Janac: You have to trust people and then you verify. If you can’t trust them you cannot verify enough. A lot of things that always mystified me about the IP industry is how concentrated it is. Every category has one major player, and then lots of small players, except in the memory interface area. It’s a trust issue. You figure out you can trust ARM, Arteris, Synopsys, Cadence analog, and then you stick with them and make sure they have a unified verification methodology within their IP portfolio. Otherwise the trust issue becomes unmanageable.
Schirrmeister: You also put in checks and balances. As a customer, you take the competition’s VIP because you don’t want to be sitting in the same bathwater.

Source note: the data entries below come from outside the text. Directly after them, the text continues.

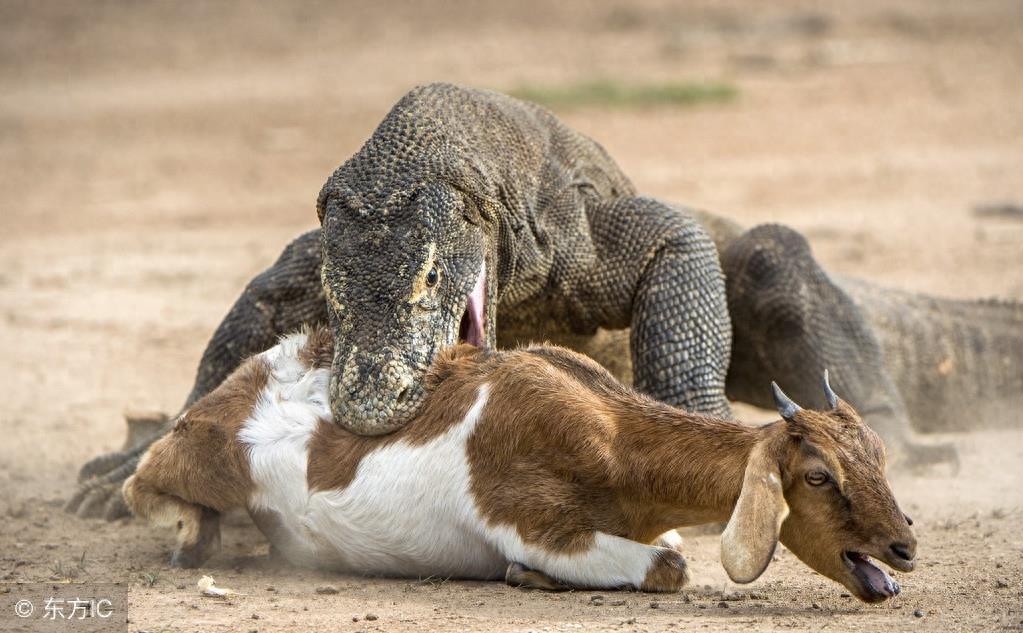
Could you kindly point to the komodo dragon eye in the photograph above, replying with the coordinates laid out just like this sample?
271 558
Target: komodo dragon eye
433 277
816 478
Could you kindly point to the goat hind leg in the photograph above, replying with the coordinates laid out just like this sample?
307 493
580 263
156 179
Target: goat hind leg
197 526
279 300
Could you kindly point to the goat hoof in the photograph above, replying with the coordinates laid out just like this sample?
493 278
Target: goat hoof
522 577
668 574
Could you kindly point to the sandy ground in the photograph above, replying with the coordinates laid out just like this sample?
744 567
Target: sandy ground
154 156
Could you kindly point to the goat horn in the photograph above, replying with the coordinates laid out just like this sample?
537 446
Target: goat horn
785 405
830 394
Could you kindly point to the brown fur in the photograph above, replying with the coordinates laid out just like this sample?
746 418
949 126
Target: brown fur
199 469
562 451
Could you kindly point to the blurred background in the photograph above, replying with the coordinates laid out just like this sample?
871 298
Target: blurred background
156 155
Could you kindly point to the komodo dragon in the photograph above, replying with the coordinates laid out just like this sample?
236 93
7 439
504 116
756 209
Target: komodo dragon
470 215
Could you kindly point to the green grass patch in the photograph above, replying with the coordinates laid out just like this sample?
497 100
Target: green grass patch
615 94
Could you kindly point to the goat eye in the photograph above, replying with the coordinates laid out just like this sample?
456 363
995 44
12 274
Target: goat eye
433 277
816 478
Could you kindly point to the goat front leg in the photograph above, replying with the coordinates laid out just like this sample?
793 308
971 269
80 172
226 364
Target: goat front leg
197 526
608 562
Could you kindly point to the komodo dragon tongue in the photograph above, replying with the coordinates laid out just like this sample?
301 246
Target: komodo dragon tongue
473 328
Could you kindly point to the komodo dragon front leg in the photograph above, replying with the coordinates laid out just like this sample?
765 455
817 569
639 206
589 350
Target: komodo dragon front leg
280 299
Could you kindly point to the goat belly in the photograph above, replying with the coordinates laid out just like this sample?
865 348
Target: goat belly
408 511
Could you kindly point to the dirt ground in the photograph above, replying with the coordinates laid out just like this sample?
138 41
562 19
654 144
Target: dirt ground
156 155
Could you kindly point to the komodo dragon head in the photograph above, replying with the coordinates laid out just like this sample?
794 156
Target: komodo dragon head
409 230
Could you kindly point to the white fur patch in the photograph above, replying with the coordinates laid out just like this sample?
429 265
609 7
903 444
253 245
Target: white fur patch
408 510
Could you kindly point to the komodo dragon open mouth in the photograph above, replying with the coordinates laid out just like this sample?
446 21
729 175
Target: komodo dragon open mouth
473 326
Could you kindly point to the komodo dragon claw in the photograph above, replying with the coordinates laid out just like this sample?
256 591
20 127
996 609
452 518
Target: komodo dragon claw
98 493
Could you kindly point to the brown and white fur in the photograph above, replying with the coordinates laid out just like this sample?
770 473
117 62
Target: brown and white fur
533 464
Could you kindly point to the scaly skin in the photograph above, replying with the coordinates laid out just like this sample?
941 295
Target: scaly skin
457 182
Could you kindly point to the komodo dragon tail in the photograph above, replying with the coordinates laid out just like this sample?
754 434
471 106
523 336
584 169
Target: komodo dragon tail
959 364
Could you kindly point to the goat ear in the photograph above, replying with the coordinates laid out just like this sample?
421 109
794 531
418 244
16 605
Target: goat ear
749 540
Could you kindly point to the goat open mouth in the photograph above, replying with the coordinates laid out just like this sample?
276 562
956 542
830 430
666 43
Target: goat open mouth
473 326
876 583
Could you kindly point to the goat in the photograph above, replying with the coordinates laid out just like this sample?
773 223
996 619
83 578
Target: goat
535 464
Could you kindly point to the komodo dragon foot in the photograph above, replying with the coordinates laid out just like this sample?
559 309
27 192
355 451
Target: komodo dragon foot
98 492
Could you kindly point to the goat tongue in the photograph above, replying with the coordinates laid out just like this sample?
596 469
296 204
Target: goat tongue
873 576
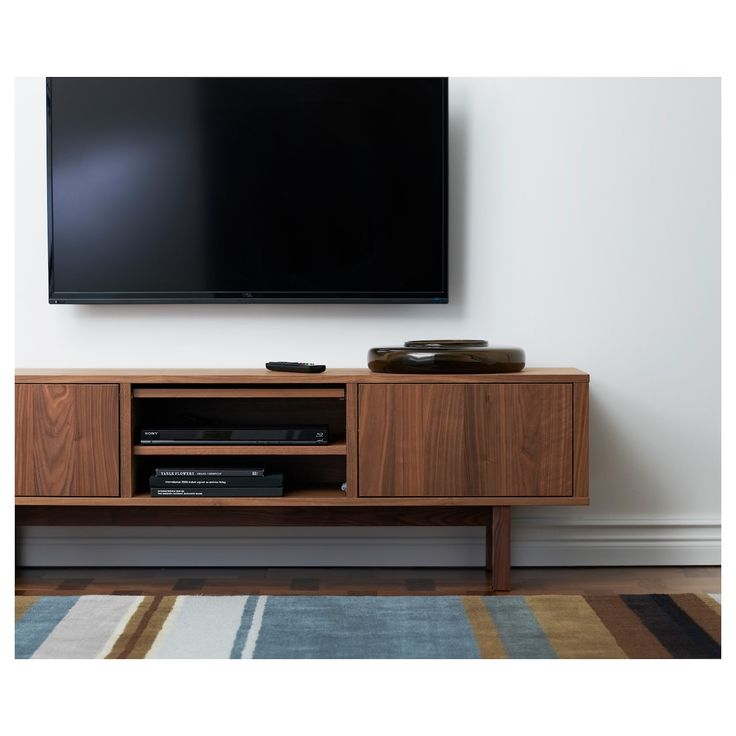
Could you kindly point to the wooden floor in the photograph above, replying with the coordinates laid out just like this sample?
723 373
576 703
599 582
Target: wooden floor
363 581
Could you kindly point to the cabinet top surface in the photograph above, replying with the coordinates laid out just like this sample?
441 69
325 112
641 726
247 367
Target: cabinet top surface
261 375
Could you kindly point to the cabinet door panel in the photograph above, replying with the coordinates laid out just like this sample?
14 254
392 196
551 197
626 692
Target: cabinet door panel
67 439
465 440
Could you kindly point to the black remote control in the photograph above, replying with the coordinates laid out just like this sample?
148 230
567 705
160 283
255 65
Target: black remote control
295 367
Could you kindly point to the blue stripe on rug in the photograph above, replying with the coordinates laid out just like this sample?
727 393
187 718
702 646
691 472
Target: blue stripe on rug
362 627
39 621
519 629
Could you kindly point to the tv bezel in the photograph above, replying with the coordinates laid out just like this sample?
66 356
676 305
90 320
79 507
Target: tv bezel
247 297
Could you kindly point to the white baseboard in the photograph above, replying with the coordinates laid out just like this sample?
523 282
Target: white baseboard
536 542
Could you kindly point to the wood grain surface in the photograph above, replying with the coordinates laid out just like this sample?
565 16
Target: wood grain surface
498 551
580 451
259 377
239 393
460 440
67 440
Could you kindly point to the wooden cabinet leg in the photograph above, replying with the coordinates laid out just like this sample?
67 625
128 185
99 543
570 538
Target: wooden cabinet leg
498 547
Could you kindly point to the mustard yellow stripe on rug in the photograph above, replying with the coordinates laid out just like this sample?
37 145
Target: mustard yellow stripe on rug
143 627
703 615
486 634
573 628
23 603
131 628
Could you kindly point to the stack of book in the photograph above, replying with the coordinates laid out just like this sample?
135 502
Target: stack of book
214 482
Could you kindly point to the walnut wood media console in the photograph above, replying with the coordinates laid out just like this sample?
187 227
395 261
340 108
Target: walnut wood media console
413 449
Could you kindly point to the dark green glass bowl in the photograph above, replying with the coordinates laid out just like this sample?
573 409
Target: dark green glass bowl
446 356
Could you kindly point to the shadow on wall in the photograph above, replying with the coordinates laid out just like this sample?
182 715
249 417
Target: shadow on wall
457 256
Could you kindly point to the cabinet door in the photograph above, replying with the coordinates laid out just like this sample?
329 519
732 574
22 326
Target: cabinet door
465 440
67 439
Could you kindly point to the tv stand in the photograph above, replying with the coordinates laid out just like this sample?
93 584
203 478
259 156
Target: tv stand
412 449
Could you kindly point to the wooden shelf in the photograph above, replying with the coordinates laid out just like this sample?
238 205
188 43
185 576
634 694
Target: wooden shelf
336 448
301 498
238 393
262 376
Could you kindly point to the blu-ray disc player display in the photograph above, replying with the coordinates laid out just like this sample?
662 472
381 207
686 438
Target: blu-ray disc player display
281 435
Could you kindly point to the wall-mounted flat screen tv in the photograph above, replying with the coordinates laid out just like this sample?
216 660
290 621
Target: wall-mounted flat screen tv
173 190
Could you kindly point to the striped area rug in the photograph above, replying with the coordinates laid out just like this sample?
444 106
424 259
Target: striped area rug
363 627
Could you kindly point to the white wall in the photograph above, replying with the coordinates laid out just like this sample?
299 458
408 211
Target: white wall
584 227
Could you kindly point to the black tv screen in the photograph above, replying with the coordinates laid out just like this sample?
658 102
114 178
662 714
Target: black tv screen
247 190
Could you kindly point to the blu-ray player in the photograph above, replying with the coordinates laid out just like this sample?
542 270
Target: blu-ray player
285 435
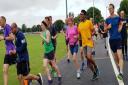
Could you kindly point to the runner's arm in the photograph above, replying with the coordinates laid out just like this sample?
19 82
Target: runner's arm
10 37
21 39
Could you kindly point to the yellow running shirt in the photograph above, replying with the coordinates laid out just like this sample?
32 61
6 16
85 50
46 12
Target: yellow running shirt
85 29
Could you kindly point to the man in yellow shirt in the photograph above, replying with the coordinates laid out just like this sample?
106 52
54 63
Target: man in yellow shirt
86 30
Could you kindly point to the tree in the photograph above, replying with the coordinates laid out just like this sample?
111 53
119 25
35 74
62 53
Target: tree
97 14
24 28
76 19
59 24
124 7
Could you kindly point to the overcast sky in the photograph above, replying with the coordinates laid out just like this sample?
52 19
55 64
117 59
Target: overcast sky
33 12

Those checks and balances are like the analogy of trust and verify.

SLD: Have we gotten to the point where the time spent in verification will rise to reach a sufficient confidence level?
Janac: For the chip-level guys, it has to go up slightly. For the ecosystem, there needs to be a huge increase. There are lots of pieces coming in, and each piece has to increase its verification slightly. The chip verification, the SoC verification gets bigger and more complex, but in the ecosystem it gets huge.
Hamid: The integration guys have to tape out. They don’t get the opportunity to wait. They know they’re doing a quarter to 10% of the verification they want to do, and where they get hit is in the validation when the chip comes back. The software guys take the hit because the bugs in the chip take a very long time to find and debug—or worse, the chipmaker’s customer finds it, which takes even longer to debug.
Janac: The problem is there is some mission-critical stuff. With an LTE modem you don’t want to have a hardware bug because your communication to the phone stops. There is a cache coherency subsystem. If you have any bugs at all, it brings the whole thing down. So there are some really critical pieces where you can’t do 15% of the verification because you’ll get burned.
Hamid: If it’s not mission-critical and it doesn’t work, it still may bring down the system, and by the time you debug you lose your market.
Janac: What you’re saying is you want the hardware and software verification to cooperate.
Hamid: Or you take the knowledge of what’s been tested on the DMA and be able to move it all the way up the stack.
Janac: But you also want it to go down the stack.
Schirrmeister: That’s the more important point. It has to go down. You can still express it in an abstract way, but then you need to fold it out to the 50,000 or so cases. There is no one-size-fits-all solution. You need to attack it from all angles. At the bottom, the IP pieces need to be cleaner. That’s a given. Then there are never enough cycles to execute verification. That’s why we’re working on different or smarter ways to execute. Even though formal is great, you’ll never rely on that alone because you want to see the thing do something. That’s why the hardware-assisted verification markets are so popular. And then from the top of that, it’s more and more difficult to define the cases in which the device is supposed to work. And then you have do something virtual in RTL, you put it together, and then you have the chip. Everything has to be overlaid.
Hamid: We need vertical re-use from IP to system, and we need horizontal re-use from horizontal models to simulation, emulation and post-silicon.